Un problema antico, è stato ripetuto nel corso del convegno, che oggi è tornato a farsi sentire in maniera molto più forte e prepotente sia a causa dei cambiamenti climatici, in seguito all’utilizzo degli impianti a guyot, che si sono fortemente diffusi in Valpolicella. Il convegno, moderato da Giannantonio Armentano dell’Informatore Agrario, è stato aperto da Paolo Ferrarese, presidente di Confagricoltura Verona, da Leonardo Rigo, responsabile della direzione territoriale di Verona e Nordest del Banco Bpm, e da Renzo Bighignoli, presidente della Cantina Valpolicella Negrar.
“Il mal dell’esca è una malattia antica”, ha detto Paolo Ferrarese, presidente di Confagricoltura Verona, “che però oggi sta attaccando anche le vigne giovani e con particolare virulenza. Perciò le ricerche scientifiche ci stanno aiutando a trovare soluzioni che potrebbero mettere ko questo nemico secolare”. Christian Marchesini, presidente dei viticoltori di Confagricoltura Verona e Veneto, ha sottolineato che “quest’anno ci siamo trovati tra fine luglio e agosto con danni importanti, che non ci aspettavamo. In Valpolicella abbiamo assistito a un incremento del mal dell’esca, legato anche a un cambiamento della viticoltura. Trent’anni fa i vigneti erano fatti essenzialmente da Corvinone e Rondinella. C’era pochissima Corvina, che è molto sensibile alla patologia. Inoltre, negli anni Sessanta, siamo passati da un impianto a pergola al guyot, forma di allevamento che è pure più attaccabile. Anche la riduzione degli spazi di coltivazione non ha aiutato. Temo che per un po’ dovremo convivere con questa piaga, ma possiamo ridurre i danni e avere vigneti più longevi cercando di applicare delle pratiche colturali che puntino soprattutto sulla prevenzione, curando al massimo i vigneti”.
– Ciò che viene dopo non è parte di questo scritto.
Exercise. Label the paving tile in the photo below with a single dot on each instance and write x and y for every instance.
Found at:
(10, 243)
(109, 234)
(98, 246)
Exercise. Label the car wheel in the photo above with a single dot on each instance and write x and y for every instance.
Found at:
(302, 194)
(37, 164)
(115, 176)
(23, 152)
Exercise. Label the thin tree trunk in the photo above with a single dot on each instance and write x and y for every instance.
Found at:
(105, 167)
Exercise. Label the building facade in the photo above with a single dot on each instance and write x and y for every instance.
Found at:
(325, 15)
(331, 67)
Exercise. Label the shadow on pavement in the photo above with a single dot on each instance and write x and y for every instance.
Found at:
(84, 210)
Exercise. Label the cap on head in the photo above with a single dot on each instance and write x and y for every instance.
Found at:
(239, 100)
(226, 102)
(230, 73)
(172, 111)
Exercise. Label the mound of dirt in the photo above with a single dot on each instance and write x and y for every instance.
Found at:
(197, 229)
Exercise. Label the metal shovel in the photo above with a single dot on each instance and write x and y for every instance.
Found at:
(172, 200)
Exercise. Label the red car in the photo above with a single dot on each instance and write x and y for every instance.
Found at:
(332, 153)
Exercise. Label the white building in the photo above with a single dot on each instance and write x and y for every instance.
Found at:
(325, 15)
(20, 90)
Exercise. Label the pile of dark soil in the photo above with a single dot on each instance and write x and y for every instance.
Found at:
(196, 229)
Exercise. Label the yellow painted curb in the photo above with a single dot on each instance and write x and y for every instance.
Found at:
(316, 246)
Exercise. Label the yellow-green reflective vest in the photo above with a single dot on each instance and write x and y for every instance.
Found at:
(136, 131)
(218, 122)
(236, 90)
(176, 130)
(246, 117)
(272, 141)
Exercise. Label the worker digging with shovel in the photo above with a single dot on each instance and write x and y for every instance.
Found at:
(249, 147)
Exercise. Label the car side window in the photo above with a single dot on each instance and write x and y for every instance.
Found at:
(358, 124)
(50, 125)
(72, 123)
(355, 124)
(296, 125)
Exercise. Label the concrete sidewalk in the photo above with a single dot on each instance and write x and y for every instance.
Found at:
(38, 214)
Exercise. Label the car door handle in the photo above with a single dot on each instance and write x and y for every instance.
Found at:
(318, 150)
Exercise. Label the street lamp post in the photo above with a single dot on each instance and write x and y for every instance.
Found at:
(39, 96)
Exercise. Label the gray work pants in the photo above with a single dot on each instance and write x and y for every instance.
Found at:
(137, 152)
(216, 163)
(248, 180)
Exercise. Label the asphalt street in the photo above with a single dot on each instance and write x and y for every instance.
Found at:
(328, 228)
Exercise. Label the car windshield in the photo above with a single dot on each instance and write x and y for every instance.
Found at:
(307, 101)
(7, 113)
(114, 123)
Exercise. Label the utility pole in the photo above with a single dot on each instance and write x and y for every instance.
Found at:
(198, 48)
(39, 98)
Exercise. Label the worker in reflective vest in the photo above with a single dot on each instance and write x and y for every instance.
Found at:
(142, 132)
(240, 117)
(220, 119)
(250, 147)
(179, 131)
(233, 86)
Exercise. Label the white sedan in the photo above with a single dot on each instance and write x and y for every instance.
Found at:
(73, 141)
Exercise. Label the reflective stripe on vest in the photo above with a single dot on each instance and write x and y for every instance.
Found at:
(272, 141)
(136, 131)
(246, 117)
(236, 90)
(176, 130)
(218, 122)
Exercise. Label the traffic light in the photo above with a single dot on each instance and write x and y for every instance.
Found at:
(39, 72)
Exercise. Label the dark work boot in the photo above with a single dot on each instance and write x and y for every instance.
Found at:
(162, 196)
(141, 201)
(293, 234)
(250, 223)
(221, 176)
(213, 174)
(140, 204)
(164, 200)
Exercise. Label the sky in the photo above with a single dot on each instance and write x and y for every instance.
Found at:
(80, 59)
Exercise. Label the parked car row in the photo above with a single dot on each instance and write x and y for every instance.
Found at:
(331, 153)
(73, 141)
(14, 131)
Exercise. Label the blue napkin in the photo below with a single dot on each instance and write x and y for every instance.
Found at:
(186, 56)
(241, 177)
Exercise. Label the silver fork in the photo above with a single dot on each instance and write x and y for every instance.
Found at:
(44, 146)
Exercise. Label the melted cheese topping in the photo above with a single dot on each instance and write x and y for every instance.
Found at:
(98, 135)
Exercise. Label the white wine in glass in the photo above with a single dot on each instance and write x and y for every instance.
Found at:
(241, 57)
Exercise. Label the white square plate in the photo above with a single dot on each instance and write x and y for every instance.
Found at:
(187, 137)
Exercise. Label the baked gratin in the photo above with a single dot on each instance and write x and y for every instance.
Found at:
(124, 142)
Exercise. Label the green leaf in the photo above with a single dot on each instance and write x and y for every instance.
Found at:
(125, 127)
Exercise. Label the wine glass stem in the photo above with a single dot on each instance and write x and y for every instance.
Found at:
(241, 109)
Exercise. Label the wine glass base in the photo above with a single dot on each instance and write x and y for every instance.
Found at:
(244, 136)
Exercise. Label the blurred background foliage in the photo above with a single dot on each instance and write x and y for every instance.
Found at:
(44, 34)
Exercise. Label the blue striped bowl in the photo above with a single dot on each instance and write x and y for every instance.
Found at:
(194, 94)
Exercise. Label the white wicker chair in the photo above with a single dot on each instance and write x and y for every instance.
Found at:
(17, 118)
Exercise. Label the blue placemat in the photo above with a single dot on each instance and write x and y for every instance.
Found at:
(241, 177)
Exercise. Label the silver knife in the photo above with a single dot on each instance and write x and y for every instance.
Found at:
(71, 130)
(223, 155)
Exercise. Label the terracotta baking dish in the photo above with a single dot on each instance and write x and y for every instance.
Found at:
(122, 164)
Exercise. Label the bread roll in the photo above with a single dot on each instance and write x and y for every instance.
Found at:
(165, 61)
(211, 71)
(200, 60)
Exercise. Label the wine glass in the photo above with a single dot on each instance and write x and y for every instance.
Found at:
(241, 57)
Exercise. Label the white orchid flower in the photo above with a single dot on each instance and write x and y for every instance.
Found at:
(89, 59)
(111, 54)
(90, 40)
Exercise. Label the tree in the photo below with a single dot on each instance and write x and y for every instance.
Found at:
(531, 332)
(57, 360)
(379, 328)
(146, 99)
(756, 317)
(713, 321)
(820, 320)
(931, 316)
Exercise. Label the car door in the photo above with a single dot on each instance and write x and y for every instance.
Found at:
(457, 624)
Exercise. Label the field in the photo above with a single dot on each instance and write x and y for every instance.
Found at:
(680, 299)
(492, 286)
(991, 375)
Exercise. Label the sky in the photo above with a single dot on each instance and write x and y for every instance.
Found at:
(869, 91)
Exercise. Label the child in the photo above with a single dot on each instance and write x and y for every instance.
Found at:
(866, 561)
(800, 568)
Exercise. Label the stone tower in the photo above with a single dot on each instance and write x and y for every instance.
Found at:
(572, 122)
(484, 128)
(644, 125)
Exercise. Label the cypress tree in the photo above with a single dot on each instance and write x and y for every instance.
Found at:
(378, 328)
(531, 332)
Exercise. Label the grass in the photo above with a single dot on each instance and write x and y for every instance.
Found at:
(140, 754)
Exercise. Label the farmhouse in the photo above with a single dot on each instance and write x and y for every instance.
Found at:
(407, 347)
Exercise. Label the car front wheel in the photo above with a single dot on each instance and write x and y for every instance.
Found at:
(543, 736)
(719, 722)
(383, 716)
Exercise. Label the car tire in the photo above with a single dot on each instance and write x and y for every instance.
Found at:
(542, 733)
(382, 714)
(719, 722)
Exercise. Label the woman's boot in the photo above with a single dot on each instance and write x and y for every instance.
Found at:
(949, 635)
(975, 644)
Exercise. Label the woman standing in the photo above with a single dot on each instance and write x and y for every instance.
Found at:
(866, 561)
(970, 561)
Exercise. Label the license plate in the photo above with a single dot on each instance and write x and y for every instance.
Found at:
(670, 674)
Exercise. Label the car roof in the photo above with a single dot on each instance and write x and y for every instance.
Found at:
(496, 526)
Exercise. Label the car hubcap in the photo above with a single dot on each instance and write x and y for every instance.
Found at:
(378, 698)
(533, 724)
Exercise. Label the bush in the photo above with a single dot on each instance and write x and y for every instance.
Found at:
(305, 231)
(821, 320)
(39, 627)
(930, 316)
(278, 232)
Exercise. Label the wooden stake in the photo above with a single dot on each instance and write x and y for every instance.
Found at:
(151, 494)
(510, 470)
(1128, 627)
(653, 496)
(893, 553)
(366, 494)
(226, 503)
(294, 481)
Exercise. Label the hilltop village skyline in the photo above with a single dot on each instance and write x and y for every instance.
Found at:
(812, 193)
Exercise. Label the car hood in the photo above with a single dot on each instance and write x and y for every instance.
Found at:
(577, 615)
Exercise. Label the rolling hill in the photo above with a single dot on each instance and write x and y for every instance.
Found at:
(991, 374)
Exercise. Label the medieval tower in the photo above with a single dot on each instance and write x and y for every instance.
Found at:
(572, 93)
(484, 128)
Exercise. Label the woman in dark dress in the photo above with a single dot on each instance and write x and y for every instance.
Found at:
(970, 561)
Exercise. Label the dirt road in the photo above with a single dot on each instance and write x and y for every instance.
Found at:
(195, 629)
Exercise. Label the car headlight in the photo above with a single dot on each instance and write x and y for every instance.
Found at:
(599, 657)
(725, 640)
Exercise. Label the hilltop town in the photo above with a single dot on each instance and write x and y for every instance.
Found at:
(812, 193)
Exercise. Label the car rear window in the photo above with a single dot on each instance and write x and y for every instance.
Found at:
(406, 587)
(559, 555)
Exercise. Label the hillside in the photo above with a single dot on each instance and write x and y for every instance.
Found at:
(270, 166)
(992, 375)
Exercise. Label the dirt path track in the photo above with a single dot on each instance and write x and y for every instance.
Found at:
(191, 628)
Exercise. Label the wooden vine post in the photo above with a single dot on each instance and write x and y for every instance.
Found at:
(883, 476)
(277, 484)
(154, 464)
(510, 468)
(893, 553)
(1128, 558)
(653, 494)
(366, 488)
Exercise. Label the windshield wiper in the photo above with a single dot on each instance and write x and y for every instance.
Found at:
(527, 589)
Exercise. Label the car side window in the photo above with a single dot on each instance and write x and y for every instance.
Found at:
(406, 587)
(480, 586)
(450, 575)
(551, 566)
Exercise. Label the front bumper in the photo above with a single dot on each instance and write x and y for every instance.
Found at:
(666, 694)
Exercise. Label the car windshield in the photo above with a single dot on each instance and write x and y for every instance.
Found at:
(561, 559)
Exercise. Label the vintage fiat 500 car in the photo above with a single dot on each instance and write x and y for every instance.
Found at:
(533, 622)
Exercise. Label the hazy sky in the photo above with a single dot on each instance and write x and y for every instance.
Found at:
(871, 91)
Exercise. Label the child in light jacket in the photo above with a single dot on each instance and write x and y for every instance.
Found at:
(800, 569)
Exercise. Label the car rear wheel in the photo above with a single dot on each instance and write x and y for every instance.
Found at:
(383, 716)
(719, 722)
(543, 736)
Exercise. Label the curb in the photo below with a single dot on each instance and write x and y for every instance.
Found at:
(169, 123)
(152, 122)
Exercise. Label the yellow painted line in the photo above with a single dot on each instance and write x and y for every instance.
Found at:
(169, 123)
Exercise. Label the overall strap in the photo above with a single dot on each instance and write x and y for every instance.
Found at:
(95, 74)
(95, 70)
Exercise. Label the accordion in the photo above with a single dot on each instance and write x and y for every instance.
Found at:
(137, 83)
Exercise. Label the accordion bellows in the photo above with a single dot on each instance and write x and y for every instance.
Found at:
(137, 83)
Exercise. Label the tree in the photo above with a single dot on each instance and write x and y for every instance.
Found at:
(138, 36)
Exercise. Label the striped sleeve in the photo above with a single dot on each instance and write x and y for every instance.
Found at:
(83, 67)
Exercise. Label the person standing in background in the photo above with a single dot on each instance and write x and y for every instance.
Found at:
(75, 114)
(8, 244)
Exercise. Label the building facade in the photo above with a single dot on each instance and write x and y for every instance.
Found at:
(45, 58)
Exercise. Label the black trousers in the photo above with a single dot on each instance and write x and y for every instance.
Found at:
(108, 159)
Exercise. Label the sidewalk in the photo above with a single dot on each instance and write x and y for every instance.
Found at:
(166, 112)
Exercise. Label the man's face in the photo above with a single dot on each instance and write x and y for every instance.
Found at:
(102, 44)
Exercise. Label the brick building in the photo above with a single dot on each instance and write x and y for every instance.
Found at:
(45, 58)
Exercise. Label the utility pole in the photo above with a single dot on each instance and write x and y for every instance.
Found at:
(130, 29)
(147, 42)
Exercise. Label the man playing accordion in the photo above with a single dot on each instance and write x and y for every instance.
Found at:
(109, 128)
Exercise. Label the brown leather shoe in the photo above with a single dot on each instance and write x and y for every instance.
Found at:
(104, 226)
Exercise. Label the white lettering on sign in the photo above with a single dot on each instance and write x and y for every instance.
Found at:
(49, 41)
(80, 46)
Michele Borgo, del Crea-vit di Conegliano, ha invitato i viticoltori a tornare al vecchio sistema a pergola, soffermandosi poi anche su altre criticità del sistema vigneto nell’epidemia del mal d’esca: stress delle piante, eccesso di concimazioni e di ferite causate dalle potature, decadimento dovuto ad altre malattie. Inoltre alcuni vitigni, come è risultato da uno studio, sono molto più attaccabili. Nelle uve bianche i più a rischio sono il Sauvignon bianco, il Riesling Renano, il Manzoni bianco; nelle rosse lo sono la Dindarella, il Primitiva, il Cabernet, la Corvina. Un problema di viti ma anche di terreno, ha aggiunto Walter Chitarra, perché è nel suolo che si sviluppano i funghi patogeni. Bisogna quindi lavorare su prospettive biostimolanti, utilizzando sia sostanze attive biologiche come microrganismi, che vadano a rinforzare la pianta, sia su tecniche chirurgiche “da dentista”, come ha spiegato Leone Braggio di Uva Sapiens, che tolgano la carie e consentano una sopravvivenza più lunga delle piante malate. Una soluzione, come ha spiegato Martina Mazzasette di Vintec, arriva da un prodotto a base di tricodherma, prodotto estratto dal legno, frutto di una ricerca con la Fondazione Edmund Mach di San Michele all’Adige, ma anche da tecniche come l’endoterapia, presentata da Marco Bassani di Endofruit, che iniettano nella pianta un prodotto che aumenta le difese.